Austin water officials said Thursday that the drought is now the worst Central Texas has experienced — worse already than the epic decade-long drought of the 1950s — and that as early as next spring the city might need to pursue options as drastic as banning all but hand-held outdoor watering, creating new and higher customer “drought rates” and even curtailing the use of indoor water.
“This is not your father’s drought, this is not even your grandfather’s drought,” Austin Water Utility director Greg Meszaros told the City Council at its regular meeting. “This is, in my opinion, the worst drought we’ve faced in Central Texas, ever.”
Meszaros did not elaborate on the options he said Austin should consider. But, he said, his staff is working on the assumption “everything is on the table” and that by next spring the city will likely have to face “key decision points.”
“I’m glad to hear everything is on the table,” Council Member Chris Riley said toward the end of the presentation.
Even with recent rains, lakes Buchanan and Travis, the source of the city’s water, are expected in November or December to drop below 31 percent, according to forecasts from the Lower Colorado River Authority, the agency that manages the lakes and sells Austin almost all of its water. When they drop below 31 percent, the LCRA will declare this the worst drought on record.
For the last two years, the Austin area has received rainfall amounts close to average. But that rain has not replenished the lakes as much as it did even six years ago, due to a combination of parched ground soaking it up and rain simply falling in the wrong places.
On Thursday, for possibly the first time in a high-profile forum, public officials openly speculated on the lakes running dry.
Meszaros presented two scenarios, both of which were meant to underscore the importance of finding new water and conserving what’s left, by assuming the region does neither.
Under the first scenario, the lakes go dry in two to three years. Meszaros said this scenario is “extremely unlikely,” because it assumes that 2011’s record-low inflows into the lakes continue. But, he later noted, even during relatively wet 2013 the lakes have not been faring much better than they did in 2011.
“We should plan for the worst and hope for a better scenario,” he said. “There’s no option we will find acceptable where the lakes drop to zero.”
The other scenario he presented to the council assumes inflows more in line with the recent years, some of which included rainfall around historic averages. In that case, the lakes approach empty in five to six years.

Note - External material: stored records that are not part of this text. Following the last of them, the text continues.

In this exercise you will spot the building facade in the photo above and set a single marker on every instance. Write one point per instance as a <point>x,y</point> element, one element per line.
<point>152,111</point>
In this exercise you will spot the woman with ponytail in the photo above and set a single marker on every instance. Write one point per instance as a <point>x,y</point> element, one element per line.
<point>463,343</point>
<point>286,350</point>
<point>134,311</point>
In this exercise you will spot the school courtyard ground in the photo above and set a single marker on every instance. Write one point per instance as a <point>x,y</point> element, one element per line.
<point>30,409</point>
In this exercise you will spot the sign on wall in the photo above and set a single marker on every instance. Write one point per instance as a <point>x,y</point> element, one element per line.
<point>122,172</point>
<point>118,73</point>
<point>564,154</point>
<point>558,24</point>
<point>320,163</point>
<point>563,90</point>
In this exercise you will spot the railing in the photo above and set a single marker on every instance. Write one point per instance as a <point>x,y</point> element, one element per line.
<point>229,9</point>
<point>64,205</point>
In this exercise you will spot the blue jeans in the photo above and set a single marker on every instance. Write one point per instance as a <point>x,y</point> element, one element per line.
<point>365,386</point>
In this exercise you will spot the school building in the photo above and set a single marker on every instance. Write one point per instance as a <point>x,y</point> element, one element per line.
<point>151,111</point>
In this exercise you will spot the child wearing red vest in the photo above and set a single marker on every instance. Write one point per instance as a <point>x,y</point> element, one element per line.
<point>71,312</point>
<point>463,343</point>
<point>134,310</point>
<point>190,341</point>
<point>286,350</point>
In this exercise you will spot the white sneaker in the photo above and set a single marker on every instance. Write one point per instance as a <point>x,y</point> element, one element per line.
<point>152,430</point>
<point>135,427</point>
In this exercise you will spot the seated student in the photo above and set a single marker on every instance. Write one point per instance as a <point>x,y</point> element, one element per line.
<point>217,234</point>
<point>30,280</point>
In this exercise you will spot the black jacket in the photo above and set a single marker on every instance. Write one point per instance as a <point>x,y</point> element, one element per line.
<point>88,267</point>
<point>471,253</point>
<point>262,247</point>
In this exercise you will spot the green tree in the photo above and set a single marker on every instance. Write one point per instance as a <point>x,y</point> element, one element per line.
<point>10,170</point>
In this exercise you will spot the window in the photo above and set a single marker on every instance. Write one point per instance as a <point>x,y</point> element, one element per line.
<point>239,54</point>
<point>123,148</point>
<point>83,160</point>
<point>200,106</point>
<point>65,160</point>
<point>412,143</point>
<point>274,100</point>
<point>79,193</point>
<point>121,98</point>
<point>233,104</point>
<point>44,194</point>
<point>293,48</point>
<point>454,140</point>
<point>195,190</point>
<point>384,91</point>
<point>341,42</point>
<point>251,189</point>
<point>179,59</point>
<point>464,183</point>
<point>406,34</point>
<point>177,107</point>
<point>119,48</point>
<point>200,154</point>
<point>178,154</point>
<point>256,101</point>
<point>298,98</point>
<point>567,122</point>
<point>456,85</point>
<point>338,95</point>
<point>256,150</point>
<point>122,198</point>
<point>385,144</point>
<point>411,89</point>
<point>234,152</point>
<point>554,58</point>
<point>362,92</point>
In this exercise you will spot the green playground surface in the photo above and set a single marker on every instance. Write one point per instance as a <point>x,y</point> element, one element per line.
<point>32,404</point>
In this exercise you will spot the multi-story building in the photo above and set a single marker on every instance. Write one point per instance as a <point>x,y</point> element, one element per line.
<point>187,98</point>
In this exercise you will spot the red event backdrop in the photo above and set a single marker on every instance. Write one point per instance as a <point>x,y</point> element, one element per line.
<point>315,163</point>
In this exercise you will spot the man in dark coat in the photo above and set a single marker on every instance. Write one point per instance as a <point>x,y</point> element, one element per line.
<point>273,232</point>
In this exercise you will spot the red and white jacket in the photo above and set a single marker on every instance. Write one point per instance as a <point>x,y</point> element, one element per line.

Both scenarios assume the LCRA’s customers reduce their consumption 20 percent when the drought is declared the worst on record, Meszaros said.
After the presentation, the LCRA, which issues its own forecasts, said such scenarios will not become reality.
“We do not anticipate any scenario under which LCRA would not be able to meet the essential needs of our customers for water,” according to statement from the organization. “That doesn’t mean everyone will always have all the water they want, but it does mean that even if this historic drought continues, all public health and safety needs will be met.”
Austin officials say they hope that’s the case. To that end, the water utility will be beefing up its public-outreach efforts, including taping soon-to-run spots starring country singer Willie Nelson.